La gestion de l’eau est aussi au cœur des villes de demain. En Suisse et en Allemagne, des villes imaginent des solutions innovantes pour lutter contre les précipitations et les inondations de plus en plus violentes. Au lieu d’avoir recours à des bassins d’orage, qui risquent d’être vite saturés, elles subventionnent les toitures vertes, jardins d’orage et autres façades végétales. Couplé à des citernes, ce type d’aménagement peut absorber entre 30 et 50% d’une précipitation moyenne, ralentissant le déferlement de l’eau vers les égouts. Avec la chaleur estivale, cette humidité sera restituée à l’atmosphère, atténuant les pics de température.

Nous avons tellement mal conçu nos villes que nous allons forcément devoir faire un retour dans le passé, expliquait à l’automne dernier, au Parlement wallon, l’architecte paysagiste Bernard Capelle(2). La nature est un formidable outil de résilience face aux ‘chocs d’eau’ que nos villes sont appelées à connaître à cause du réchauffement climatique. Voyons où nous nous sommes trompés autrefois.
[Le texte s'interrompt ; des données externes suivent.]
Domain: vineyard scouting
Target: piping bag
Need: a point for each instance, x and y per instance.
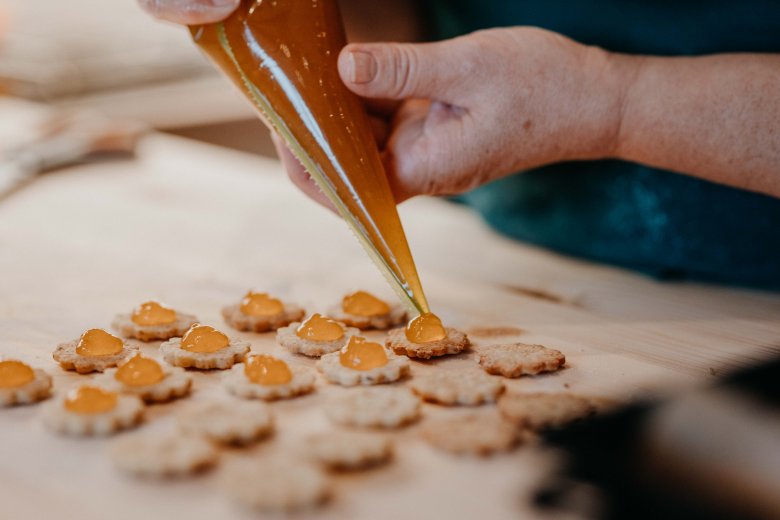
(283, 55)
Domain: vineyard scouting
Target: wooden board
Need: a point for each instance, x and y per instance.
(196, 226)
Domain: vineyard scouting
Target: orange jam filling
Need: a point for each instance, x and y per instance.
(204, 339)
(14, 374)
(267, 370)
(150, 314)
(320, 328)
(360, 354)
(260, 304)
(97, 342)
(90, 400)
(425, 328)
(362, 303)
(140, 371)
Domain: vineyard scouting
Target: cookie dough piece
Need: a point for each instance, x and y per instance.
(455, 343)
(148, 379)
(458, 387)
(276, 484)
(22, 384)
(95, 351)
(474, 434)
(152, 321)
(288, 338)
(170, 454)
(221, 354)
(258, 312)
(227, 423)
(349, 450)
(335, 372)
(92, 410)
(537, 411)
(237, 382)
(374, 408)
(517, 359)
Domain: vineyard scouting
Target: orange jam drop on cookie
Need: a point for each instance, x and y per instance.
(425, 328)
(204, 339)
(267, 370)
(362, 303)
(140, 371)
(14, 374)
(320, 328)
(260, 304)
(150, 314)
(97, 342)
(360, 354)
(89, 400)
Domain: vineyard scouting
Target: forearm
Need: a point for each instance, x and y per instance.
(716, 117)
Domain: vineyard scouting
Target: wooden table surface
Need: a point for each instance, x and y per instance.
(196, 226)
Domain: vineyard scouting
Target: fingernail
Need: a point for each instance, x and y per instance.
(362, 67)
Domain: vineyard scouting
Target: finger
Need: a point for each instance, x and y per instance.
(190, 12)
(402, 70)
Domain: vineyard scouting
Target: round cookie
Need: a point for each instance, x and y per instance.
(455, 343)
(538, 411)
(236, 382)
(474, 434)
(227, 423)
(127, 412)
(36, 389)
(458, 387)
(331, 367)
(288, 338)
(170, 454)
(349, 450)
(517, 359)
(277, 484)
(384, 407)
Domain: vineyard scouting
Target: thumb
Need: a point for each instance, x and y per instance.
(402, 70)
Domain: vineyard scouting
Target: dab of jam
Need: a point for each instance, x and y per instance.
(204, 339)
(90, 400)
(260, 304)
(97, 342)
(362, 303)
(267, 370)
(140, 371)
(14, 374)
(360, 354)
(153, 313)
(320, 328)
(425, 328)
(283, 55)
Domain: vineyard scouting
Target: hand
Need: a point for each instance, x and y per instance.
(479, 107)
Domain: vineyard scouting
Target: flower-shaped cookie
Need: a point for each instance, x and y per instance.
(148, 379)
(95, 351)
(268, 378)
(153, 321)
(205, 348)
(92, 410)
(365, 311)
(363, 362)
(315, 337)
(22, 384)
(259, 312)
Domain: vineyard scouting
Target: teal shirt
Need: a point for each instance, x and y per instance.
(658, 222)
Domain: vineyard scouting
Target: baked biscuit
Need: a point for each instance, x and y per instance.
(384, 407)
(22, 384)
(171, 454)
(517, 359)
(227, 423)
(458, 387)
(455, 343)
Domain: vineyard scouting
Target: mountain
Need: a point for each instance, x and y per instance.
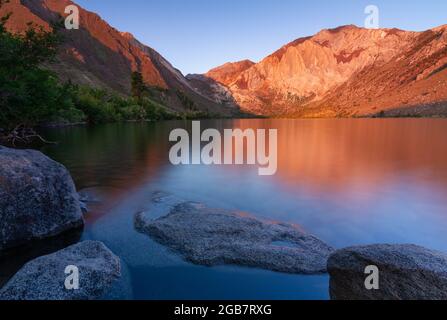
(101, 56)
(347, 71)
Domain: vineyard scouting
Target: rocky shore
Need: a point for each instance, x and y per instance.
(38, 201)
(213, 237)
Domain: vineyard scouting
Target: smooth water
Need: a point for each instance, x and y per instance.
(349, 182)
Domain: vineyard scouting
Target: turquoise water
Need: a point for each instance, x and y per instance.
(349, 182)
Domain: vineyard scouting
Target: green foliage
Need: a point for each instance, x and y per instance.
(28, 93)
(31, 95)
Et acceptons que les solutions qui font sourire aujourd’hui paraîtront évidentes à nos enfants et petits-enfants dans cinquante ans”. En gardant toutefois à l’esprit, insiste-t-on chez Inter-environnement Bruxelles, que les politiques pro nature ne sont qu’une voie parmi bien d’autres (accès au logement et aux infrastructures de soins, mobilité douce…) vers le bien-être des populations urbaines.